Paylaş
Eeeeeeyyy! Muhalefet!
Eeeeeeyyy fitne ve şer ocağı. Yemin töreninin icra edildiği gün Meclis’te yaptığınız şey neydi? Koca Meclis Başkanı’nın (*) kafasını nişanlayıp, iç tüzük kitabını atmak marifet miydi?
O kitap Cemil Bey’in yüksek fikirlerle dolu “kutlu kafasına” denk gelse, cilt yeri başında yara açsa, değerli büyüğümüzün pekmezini akıtsa daha mı iyi olurdu?
Kuzey Kore gibi, Katar gibi, Malezya gibi, Papua Yeni Gine gibi dünyanın en önemli devletlerinin temsilcileri oradaydı. Böyle bir kanlı sahneye tanık olduktan sonra kendilerine gelebilirler miydi?
Onlar özür dilemiyor, ben dileyeyim. Ama muhalefet namına değil, duayen bir köşe yazarı olarak insanlık namına, hatta kanun namına Sayın Cemil Çiçek’ten özür diliyorum.
***
Peki, suçu neymiş Sayın Cemil Bey’in? Muhalefetin boş konuşan adamlarına söz vermemiş olmasıymış. Niye versin ki? Meclis Başkanı’nın görevi muhalefeti değil, iktidarı konuşturmaktır.
Ayrıca Sayın Cemil Çiçek üçüncü dönem kuralına takıldığı için gayet dertli. Kimi bulursa Meclis’te makam odasına tıkıyor, kendine cıgara sararken “Ne olacak bu milletvekillerinin hali?” diye sorup içleniyor.
Seçilememe ihtimali o kadar içine işlemiş yani..
İstese “O Güzel Sevgi İnsanına” gidip bizzat bu soruyu sorar. Ancak üstün memleket aşkı ve hizmet tutkusu yüzünden liderini böyle küçük ayrıntılarla meşgul etmek istemiyor.
Tabii biraz da paçası sıkmıyor ama bu demokrasilerde normaldir.
Varsın olsun, seçilemezse de biz onu hep hatırlayacağız. Giydiği frakı kendine yakıştırmasını, resmi törenlerde valiyi karşılayan köy muhtarı içtenliği ile dimdik durmasını özleyeceğiz.
Güle güle git Sayın Cemil Çiçek. Parlamentodaki yerin dolmaz ama elimizden geleni yapacağız.
Şimdi zat-ı aliniz için asıl görev taşrada başlıyor.

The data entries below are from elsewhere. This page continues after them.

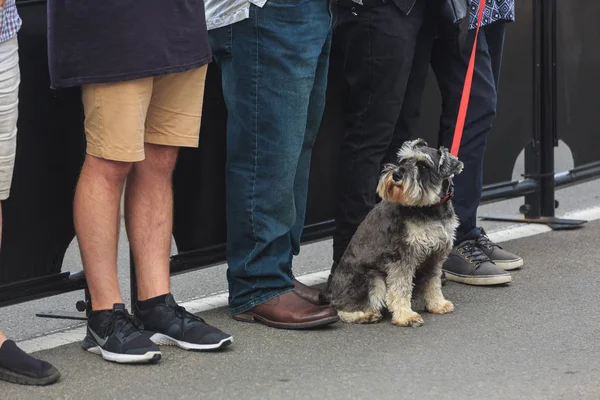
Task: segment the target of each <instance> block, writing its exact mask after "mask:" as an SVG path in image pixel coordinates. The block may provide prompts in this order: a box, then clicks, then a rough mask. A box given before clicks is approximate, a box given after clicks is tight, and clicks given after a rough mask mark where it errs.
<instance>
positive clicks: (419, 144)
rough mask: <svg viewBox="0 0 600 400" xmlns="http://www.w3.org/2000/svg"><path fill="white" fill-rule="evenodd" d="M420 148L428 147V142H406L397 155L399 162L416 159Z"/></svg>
mask: <svg viewBox="0 0 600 400" xmlns="http://www.w3.org/2000/svg"><path fill="white" fill-rule="evenodd" d="M420 147H427V142H426V141H424V140H423V139H416V140H408V141H406V142H404V143H403V144H402V147H400V149H399V150H398V153H397V157H398V161H400V160H402V159H404V158H412V157H414V156H415V154H416V153H417V152H418V149H419V148H420Z"/></svg>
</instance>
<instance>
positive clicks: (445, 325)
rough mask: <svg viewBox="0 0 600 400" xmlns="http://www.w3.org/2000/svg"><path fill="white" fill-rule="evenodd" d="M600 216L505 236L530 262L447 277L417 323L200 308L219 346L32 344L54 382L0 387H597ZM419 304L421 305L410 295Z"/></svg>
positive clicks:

Memleketiniz Yozgat’taki bir kahvede arkadaşlarınızla domino oynarken, partimizi savunmak da bir memleket hizmetidir.
***
Bu Kemal Kılıçdaroğlu’ndan iyice sıtkım sıyrıldı.
Adamı Meclis’te vukuat çıkarmış, onu ayıplayıp “Ben onun dersini veririm” diyeceğine dikine dikine konuşmasın mı?
Kalkmış milletin gözüne baka baka “Ben yalana tanıklık etmem” diyor. Sanki ona “Bize yalancı şahit lazım, gelir misin?” diyen olmuş da naz yapıyor.
Tanıklık etmezsen etme.
Bugün tanıklık etmeyen, gün gelir sanıklık eder. Bunu da böyle bilesin. Laflarına o kadar kızdım ki tarafsızlığımla bilinen bir köşe yazarı olmasam, denk geldiğim ilk muhalife tekme sille girişirdim.
Benim de böyle duygusal bir tarafım vardır işte.
***
Sayın Abdullah Gül’ün sivil hayata adım attığı gün arıza çıkarma eğiliminde olduğunu hayretle gördüm. Mezar ziyaret etmeler, hukuk herkesten üstündür, diye “O güzel sevgi insanına” laf sokmalar.
Şık durmadı.
Şimdi sağa sola twitt atarak milletin kafasını karıştıracak.
Sayın Abdullah Gül böyle hırçın değildi ama sanırım eşi hanımefendi onu fiştikliyor. İnşallah aile içi muhalefetin oyununa gelmez. Notlarımı burada bitiriyorum.
Her nerede yaşanıyor ve yaşatılıyorsa, oradakiler sevgi içinde kalsın.
THE END
(*) O’Yazar kullandığı bu cümlede Sayın Meclis Başkanı için “koca kafalı” demek istemiyor. Cemil Çiçek’in oturduğu makamın yüceliğinin altını çizmek istiyor.